Aboriginal News Group: FBI loses trial against former American Indian Movement member Richard Marshall: FBI loses trial against former American Indian Movement member Richard Marshall | Vancouver Media Co-op: Richard Marshall found not guilty of Anna Mae Pictou Aquash murder
Vancouver resident John Graham's trial set for July 6
By Oshipeya
Coast Salish Territory, Vancouver, Canada
May 12, 2010
An all-White jury in Rapid City, South Dakota, took less than two hours on April 22 to return a not-guilty verdict in the trial of former American Indian Movement (AIM) member Richard Marshall (of the Lakota Nation) in connection to the murder of fellow AIM member Anna Mae Pictou Aquash.
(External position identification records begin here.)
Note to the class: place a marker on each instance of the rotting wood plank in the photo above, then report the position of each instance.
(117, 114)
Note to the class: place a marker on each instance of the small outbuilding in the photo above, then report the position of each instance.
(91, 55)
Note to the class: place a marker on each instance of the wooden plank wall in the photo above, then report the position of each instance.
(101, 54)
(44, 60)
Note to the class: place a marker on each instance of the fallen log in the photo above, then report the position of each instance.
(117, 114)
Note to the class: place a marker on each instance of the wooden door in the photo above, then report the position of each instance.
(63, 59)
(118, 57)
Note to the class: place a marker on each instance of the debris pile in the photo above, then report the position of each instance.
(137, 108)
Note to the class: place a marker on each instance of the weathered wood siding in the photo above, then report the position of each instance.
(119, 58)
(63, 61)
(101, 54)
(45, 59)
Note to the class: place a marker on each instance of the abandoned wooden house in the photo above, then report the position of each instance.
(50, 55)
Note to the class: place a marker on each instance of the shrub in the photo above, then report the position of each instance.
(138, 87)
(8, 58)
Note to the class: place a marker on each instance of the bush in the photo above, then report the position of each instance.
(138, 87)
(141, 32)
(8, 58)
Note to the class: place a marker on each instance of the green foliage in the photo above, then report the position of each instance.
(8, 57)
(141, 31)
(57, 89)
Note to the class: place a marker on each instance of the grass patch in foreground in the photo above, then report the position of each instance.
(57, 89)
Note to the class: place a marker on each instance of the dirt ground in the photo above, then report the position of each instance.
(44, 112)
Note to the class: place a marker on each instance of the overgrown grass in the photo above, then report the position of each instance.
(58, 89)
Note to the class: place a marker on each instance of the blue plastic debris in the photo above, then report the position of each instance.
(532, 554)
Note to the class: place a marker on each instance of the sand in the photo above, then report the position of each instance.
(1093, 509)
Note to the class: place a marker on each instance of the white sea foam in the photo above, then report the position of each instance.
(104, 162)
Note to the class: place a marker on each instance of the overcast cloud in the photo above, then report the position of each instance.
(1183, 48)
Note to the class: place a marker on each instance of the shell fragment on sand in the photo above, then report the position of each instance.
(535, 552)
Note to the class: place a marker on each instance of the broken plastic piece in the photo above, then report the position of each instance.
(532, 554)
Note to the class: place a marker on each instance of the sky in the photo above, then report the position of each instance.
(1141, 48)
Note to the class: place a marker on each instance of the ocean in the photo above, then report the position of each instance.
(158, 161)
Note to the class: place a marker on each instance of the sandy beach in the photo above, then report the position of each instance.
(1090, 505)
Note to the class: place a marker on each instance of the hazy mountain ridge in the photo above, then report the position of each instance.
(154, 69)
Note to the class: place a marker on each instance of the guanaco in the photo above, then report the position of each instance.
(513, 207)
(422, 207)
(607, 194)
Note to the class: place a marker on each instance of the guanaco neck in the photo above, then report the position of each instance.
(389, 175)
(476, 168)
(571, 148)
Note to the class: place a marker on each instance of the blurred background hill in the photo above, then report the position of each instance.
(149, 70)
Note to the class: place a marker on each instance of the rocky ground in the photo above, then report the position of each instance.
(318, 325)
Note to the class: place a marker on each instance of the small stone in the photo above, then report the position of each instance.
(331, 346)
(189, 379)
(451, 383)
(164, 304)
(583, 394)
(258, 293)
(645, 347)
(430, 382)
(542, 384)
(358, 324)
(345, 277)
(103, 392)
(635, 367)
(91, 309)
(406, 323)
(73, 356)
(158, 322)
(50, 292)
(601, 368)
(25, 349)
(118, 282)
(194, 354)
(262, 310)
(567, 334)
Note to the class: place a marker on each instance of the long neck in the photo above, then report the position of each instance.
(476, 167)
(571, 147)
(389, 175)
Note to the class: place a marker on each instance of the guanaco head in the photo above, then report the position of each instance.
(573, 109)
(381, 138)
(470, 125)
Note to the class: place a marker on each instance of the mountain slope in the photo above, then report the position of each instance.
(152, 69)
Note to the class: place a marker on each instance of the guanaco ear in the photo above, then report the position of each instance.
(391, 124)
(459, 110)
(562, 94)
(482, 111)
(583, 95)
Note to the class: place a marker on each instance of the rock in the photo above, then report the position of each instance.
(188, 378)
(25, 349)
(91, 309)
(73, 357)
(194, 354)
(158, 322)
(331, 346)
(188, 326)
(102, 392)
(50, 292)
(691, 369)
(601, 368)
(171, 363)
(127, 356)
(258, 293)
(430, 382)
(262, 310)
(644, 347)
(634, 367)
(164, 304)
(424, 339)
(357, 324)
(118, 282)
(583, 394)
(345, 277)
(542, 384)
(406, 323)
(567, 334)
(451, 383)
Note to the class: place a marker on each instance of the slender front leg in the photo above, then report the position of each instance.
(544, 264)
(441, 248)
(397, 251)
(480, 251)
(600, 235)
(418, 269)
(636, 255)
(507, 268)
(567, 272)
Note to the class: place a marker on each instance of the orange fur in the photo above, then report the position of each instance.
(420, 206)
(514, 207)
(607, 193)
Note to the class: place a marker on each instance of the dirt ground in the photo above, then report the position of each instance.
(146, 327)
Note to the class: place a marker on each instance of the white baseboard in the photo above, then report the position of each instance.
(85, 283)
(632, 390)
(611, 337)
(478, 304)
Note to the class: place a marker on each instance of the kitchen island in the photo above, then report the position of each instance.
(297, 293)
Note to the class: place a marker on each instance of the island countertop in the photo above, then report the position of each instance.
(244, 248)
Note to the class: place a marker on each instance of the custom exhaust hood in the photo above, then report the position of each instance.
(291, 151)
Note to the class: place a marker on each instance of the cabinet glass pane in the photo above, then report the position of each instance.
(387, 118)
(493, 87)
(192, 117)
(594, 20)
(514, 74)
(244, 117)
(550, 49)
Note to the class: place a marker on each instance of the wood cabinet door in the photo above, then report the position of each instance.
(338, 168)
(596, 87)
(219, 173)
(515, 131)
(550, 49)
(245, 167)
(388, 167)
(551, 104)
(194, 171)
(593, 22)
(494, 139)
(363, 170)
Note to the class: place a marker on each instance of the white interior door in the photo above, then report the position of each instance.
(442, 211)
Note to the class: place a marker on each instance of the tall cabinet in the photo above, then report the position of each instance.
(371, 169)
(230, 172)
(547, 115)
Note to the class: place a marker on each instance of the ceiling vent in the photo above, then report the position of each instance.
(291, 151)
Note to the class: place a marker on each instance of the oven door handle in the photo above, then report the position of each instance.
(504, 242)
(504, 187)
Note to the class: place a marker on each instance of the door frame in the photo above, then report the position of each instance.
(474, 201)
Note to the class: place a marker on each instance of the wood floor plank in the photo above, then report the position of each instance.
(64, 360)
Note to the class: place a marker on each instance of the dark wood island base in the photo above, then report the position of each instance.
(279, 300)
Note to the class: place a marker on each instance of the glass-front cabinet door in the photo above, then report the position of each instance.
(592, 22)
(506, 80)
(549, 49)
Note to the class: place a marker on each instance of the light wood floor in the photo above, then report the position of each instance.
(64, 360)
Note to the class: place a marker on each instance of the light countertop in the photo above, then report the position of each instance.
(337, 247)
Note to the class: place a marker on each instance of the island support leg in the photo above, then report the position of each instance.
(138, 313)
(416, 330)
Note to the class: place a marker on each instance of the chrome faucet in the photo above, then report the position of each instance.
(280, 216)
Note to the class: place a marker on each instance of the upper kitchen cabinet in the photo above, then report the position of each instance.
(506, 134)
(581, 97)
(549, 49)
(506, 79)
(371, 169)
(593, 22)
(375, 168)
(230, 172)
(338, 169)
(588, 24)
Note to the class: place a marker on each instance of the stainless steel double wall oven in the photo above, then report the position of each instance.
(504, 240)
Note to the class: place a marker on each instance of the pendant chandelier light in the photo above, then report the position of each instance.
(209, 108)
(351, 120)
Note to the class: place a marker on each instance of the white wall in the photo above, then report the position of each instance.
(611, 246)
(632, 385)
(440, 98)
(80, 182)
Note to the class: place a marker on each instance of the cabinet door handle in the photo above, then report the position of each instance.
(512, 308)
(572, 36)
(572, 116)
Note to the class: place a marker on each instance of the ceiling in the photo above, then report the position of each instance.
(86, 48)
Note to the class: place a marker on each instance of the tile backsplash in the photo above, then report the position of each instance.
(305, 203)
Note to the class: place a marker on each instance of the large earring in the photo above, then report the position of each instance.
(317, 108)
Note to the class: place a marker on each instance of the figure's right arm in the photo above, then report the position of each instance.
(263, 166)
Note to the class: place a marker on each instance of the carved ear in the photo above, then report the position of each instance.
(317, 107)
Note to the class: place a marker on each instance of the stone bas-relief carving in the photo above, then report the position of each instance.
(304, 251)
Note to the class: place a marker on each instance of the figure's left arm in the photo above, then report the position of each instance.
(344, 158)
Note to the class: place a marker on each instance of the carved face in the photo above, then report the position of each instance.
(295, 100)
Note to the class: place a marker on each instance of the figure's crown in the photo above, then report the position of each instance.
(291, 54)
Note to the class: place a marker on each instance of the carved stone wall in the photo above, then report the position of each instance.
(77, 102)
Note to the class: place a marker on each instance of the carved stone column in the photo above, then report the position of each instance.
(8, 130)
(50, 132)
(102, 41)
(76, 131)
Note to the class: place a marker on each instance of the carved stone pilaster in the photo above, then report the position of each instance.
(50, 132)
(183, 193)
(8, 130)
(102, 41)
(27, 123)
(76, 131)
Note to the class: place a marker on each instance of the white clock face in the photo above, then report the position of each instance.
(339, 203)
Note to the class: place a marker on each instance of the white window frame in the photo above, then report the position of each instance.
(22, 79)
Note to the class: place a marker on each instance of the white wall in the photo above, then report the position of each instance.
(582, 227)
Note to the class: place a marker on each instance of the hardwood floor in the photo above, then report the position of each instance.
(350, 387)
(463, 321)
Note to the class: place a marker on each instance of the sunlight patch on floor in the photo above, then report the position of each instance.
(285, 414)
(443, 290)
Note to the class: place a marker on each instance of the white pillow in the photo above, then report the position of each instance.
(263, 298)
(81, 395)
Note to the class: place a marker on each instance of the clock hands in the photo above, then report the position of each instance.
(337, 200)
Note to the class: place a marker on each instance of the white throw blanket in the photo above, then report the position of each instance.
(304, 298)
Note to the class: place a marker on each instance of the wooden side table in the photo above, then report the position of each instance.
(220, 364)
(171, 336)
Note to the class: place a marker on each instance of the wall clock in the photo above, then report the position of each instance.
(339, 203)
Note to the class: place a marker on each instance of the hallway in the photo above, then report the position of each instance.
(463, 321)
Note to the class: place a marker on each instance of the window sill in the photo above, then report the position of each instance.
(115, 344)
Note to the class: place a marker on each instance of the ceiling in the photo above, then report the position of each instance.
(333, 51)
Aquash was a Mi’kmaq from Nova Scotia and a skilled organizer and warrior with AIM who was targeted and threatened with death by the Federal Bureau of Investigation (FBI). When her body was found on the Pine Ridge reservation in South Dakota in February of 1976, the FBI tried to cover-up her identity and true cause of death by having her buried as an unknown “Jane Doe” who had supposedly died of exposure, despite an obvious bullet hole wound to her head. A second autopsy requested by family members revealed the murder. At the time, an FBI-supported death squad made up mostly of reservation police officers had killed some 60 members of AIM and traditional Lakota people on Pine Ridge. Other death squad murders had also been passed-off as death by exposure by the FBI’s pathologist and were not investigated.